Erst jetzt merkt Juri, dass ich keine Russin bin. »Krasnojarsk«, antwortet er.

Ich habe keine Ahnung, wann wir in Krasnojarsk einfahren. Dauert hoffentlich noch. Lächelnd schauen wir gemeinsam aus dem Fenster und auf die vorbeiratternden Birken, als Juri mich auf Levianisch fragt, woher ich käme.

»München«, sage ich. Und: »Germani«, wobei ich versuche, die Aussprache von Sergei nachzuahmen.

»Erfreut, Sie kennenzulernen«, sagt Juri in fast akzentfreiem Deutsch.

»Wir können uns ruhig duzen«, gebe ich lachend zurück.

Er hat Deutsch in der Schule gelernt und es offensichtlich besser behalten als ich mein Schulfranzösisch. »Ich ziehe in zehn Tagen in die Türkei. Ans Meer«, sagt Juri, »um zu kochen!«, und das Strahlen seiner Augen droht den Zug zu sprengen. Er ist Koch und beginnt sein neues Leben westlich von Side. In einem Ferienhotel.

»Ich liebe das Meer, ich beneide dich!«, sage ich.

»Was machst du dann in diesem Zug?«, fragt Juri, als mein Sohn Levi seinen Ich-bin-jetzt-wach-Singsang anstimmt.

Olga startet ihre morgendliche Mülltütenrunde, sieht mich plaudernd mit Juri und ruft etwas herüber.

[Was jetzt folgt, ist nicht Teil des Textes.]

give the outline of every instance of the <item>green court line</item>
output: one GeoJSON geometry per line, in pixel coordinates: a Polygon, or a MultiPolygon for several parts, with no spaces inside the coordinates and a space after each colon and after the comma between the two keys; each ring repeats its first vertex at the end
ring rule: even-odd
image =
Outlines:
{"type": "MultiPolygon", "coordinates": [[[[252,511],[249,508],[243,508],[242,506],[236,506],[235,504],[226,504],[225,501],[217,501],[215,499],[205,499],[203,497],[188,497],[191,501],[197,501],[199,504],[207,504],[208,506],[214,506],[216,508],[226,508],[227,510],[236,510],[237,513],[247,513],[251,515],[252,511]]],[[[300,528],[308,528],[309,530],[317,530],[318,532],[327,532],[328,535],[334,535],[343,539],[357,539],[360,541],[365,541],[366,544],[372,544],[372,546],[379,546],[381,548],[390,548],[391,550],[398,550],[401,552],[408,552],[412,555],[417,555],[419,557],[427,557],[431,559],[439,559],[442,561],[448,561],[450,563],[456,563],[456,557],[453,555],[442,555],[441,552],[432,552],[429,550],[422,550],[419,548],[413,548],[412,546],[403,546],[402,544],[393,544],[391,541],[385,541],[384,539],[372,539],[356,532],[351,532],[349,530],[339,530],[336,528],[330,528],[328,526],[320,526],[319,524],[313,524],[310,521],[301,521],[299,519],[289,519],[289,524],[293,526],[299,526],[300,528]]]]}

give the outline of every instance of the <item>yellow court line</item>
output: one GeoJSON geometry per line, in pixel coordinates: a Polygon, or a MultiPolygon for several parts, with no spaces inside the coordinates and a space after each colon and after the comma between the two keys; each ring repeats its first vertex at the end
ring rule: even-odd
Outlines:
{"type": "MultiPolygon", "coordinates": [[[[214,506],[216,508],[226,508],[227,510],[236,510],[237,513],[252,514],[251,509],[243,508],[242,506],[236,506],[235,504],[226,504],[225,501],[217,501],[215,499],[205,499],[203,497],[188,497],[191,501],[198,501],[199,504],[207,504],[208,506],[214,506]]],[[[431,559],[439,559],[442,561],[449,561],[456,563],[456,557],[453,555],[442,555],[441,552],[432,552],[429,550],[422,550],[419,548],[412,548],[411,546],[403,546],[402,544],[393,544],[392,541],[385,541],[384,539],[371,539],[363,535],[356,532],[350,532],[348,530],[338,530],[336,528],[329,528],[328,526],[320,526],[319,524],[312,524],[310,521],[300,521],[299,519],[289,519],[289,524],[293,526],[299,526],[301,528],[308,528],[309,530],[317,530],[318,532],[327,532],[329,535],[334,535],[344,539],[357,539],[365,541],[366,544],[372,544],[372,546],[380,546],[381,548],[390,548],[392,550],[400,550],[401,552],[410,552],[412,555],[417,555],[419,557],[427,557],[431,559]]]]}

»Da«, antwortet Juri, und Olga wird hektisch. Sie verstaut die Tüte unter dem Samowar und eilt zu uns.

»Sie möchte dich etwas fragen«, sagt Juri. »Sie fragt, ob ich übersetze, damit sie alles versteht.«

Olga wechselt einige schnelle Sätze mit Juri, dann heften sich ein grünes und ein blaues Augenpaar auf mich, und Juri sagt: »Du fährst zum Baikalsee mit deinem Baby, ja? Und dann über die Mongolei bis nach Peking, ja?«

Ich nicke.

»Warum machst du das? Alleine mit Levi. Wo ist der Vater?«

Olga schimpft leise mit Juri. »Vater nicht gefragt!«, sagt sie grinsend.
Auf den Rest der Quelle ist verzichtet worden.